Dr. Mike Herzfeld has been involved in investigation of regional seas for the past 26 years, including modelling ocean physics for the last 20 years, development of satellite processing systems and biogeochemical models. He is currently employed by CSIRO O&A as a hydrodynamic modeller, working within the coastal environmental modelling team (CEM) to maintain, develop and apply hydrodynamic models. During his career he has had extensive experience developing numerous hydrodynamic models, including Princeton Ocean Model (POM), Modular Ocean Model (MOM) and Model of Estuaries and Oceans (MECO). Mike was the architect for the biogeochemical model developed and used by the University of Western Australia. Mike is responsible for the development of the current coastal hydrodynamic modeling platform in use by O&A, and its application to numerous case studies on the Australian shelf and coastal margins. Mike is also a member of the GODAE Coastal Ocean and Shelf Seas Task Team (COSS-TT), and attends their international meetings annually.

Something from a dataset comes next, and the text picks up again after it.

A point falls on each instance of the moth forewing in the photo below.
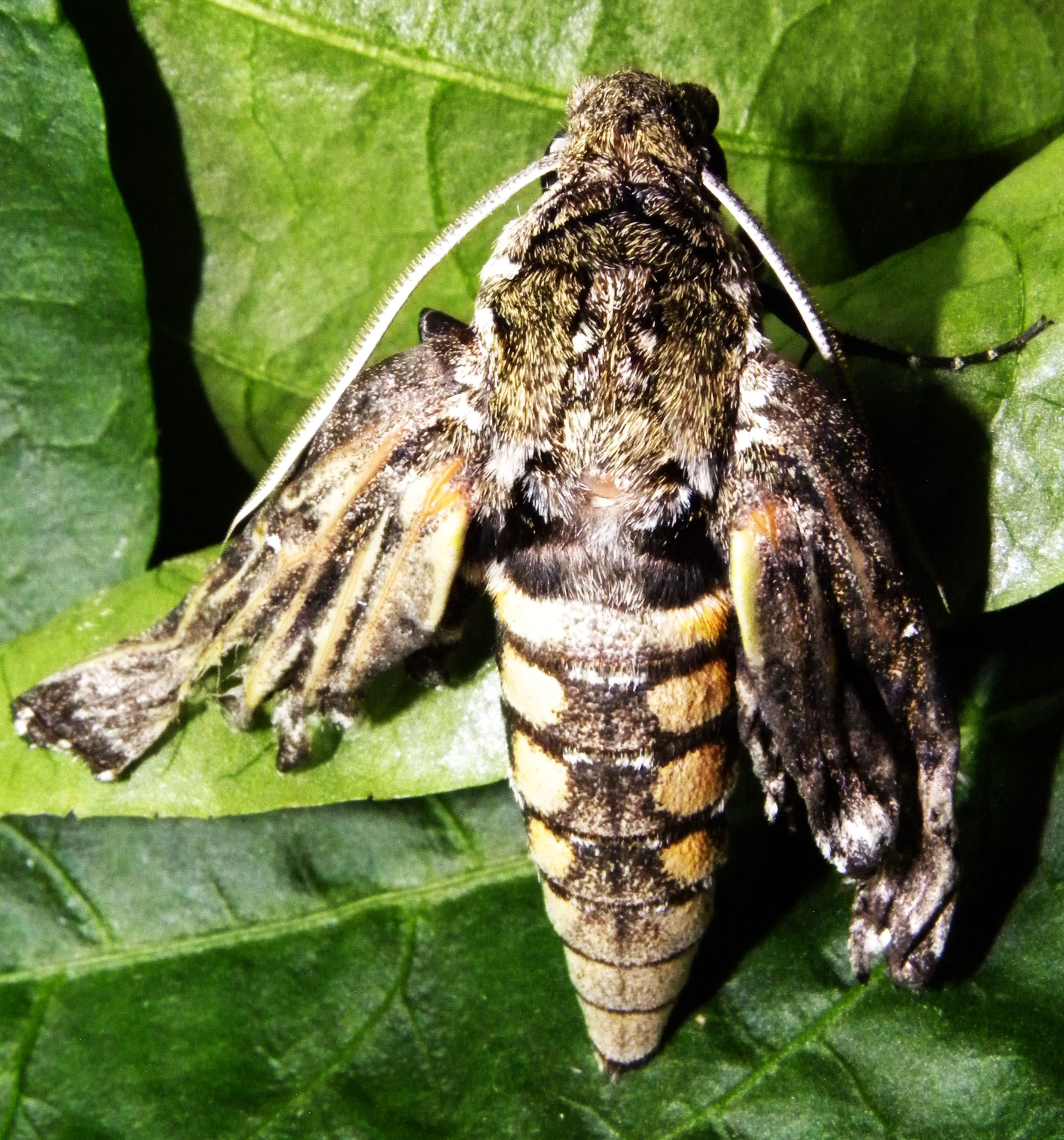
(613, 452)
(342, 573)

The in-house regional hydrodynamic model developed by Mike uses a unique methodology which is able to handle complicated geometries such as those found in estuaries. This model has been adopted by various institutions and students around Australia, and fellow researchers within CSIRO, and has been published in the international literature. Through extensive calibration and validation exercises comparing model output with field data, Mike has significantly improved the model and at the same time considerably developed the CEM team’s understanding of how different ecosystems function. The coupling of the hydrodynamic, biogeochemical and sediment models provides CEM with a unique capability to address coastal environmental issues. Recently this model has been re-written to operate on unstructured meshes.

The CMAR model has been applied to several major case studies around Australia by Mike, the most recent and significant being the eReefs marine models. The model outputs combined with Mike’s well developed understanding of physical processes in coastal ecosystems has assisted industry and government departments in sustainable marine management. Examples include predicting ecological impacts of salmon aquaculture in the D’Entrecasteaux Channel, the role of the Fitzroy Estuary in delivering nutrients from the catchment to the Great Barrier Reef, the implication of residual circulation in Port Curtis Estuary for pollutant management, and the impact of extreme events on tuna aquaculture in Spencer Gulf. Mike has also been heavily involved in the BLUElink project where his role was to develop an automated relocatable ocean model as part of the ROAM product. This model is currently used by Royal Australian Navy in an operational capacity.